Be an online hero (not hindrance) - Top tips for winning over social space & engagement.
As recruiters, you have a pretty awesome arsenal of tricks, tools and techniques available to you today. But boy can it be overwhelming. That’s why so many find themselves putting the tools before the strategy, and in turn killing off their long-term online success. These Top Tips are all about seeing the real opportunity and meaning that the likes of media buying and social media can offer us. A little method can do wonders.
It’s pretty darn simple, everything you know about your audience or market shapes what you need to do - messages, channels to use, language to adopt etc. Before you look to set up shop in any new social space make sure that the folk you want to reach swing by from time to time.
Most recruiters opt for a signature communication setup - job boards, a lite ATS, some social media platforms etc. It’s not that this combo or setup is wrong or even aged, it’s just that we get used to what we use to the point where we don’t even think to question it. Take the humble job board for instance - many recruiters see this as their tool staple. Why? Isn’t social media effectively a series of mini job boards? And how do you actually use your job board? As a tool and medium, the job board has evolved and is now a multi-disciplinary hub that needs to utilised a little differently that it previously has been. Why not shake things up a bit and maybe not make this the be all and end all of your recruiting approach, who knows you might find a new staple superstar!
This goes hand-in-hand with putting the message first. Too many recruiters still think that more is better, that being on every channel all the time is the best way to reach candidates. They are SO wrong. Media buying has gone through a bit of a makeover too of recent, moving from the idea of just buying up more and more online presence to now being an invaluable means of creating and maximising a new type of social strategy, one built on the message as much as the medium. Ask yourself this question - What’s the best not biggest way to share what makes you valuable?
For many, this worked the other way around. Recruiters have long thought that attraction comes first and then you work to engage once you have ‘em tuned in. Attraction has evolved too, becoming much more a form of long-term engagement than just a ‘hey, you there, look at us’ approach. This is where playing the long game comes in. Engagement is about setting the foundations for it all - attraction, action, sharing, trust, the list goes on. More than an end goal, it’s the strategy that keeps the whole recruitment process running smoothly and effectively from the very beginning. When you put engagement first you move away from that nasty ‘sales-esque’ hoo-ha and transform into a relationship builder and genuine presence.
If you go into media buying with the intention of flooding out your competitors, you won’t win any audiences over.
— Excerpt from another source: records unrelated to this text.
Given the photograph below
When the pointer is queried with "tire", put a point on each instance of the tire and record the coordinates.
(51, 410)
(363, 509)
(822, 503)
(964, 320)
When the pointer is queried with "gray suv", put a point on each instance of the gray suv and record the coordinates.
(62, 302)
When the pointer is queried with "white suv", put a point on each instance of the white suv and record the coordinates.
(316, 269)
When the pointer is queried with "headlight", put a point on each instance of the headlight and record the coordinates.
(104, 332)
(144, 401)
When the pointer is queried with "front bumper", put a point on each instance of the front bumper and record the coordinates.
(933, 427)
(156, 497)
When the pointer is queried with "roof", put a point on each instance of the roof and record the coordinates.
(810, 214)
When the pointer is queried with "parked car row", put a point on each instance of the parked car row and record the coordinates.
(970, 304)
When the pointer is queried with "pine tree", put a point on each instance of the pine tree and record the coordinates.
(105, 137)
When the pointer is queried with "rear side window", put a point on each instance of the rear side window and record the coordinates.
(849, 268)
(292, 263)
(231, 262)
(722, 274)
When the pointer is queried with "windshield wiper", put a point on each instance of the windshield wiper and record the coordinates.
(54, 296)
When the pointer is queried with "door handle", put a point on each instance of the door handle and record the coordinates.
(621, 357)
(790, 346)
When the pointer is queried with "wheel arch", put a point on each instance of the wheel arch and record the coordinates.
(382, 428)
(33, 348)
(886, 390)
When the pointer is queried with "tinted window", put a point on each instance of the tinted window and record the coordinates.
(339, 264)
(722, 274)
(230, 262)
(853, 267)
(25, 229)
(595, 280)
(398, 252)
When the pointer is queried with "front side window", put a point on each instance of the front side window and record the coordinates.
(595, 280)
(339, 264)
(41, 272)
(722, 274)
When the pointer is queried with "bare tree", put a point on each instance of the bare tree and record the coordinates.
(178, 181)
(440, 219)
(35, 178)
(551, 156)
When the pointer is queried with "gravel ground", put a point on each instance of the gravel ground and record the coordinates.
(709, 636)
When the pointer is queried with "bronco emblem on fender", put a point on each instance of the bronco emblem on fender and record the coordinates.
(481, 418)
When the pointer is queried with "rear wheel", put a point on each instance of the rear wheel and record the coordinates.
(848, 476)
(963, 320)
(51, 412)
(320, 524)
Good media buying practice is all about seeing the big picture. Aim to be in the right place and the right time talking to the right people, not take the approach that you just want to be everywhere talking to everyone. There’s a crazy amount of power and engagement potential in media buying if it’s done with the right strategy and aim.
We all know a good strategy is worth its weight in gold but there’s more to attracting and engaging than filling every known digital space. Perhaps instead of seeing social media and power as a series of mini-quick fixes and surface attraction we should opt for patience and the long game? After all, we all know that engagement is the holy grail of online happenings and engagement takes time, commitment and some savvy smarts.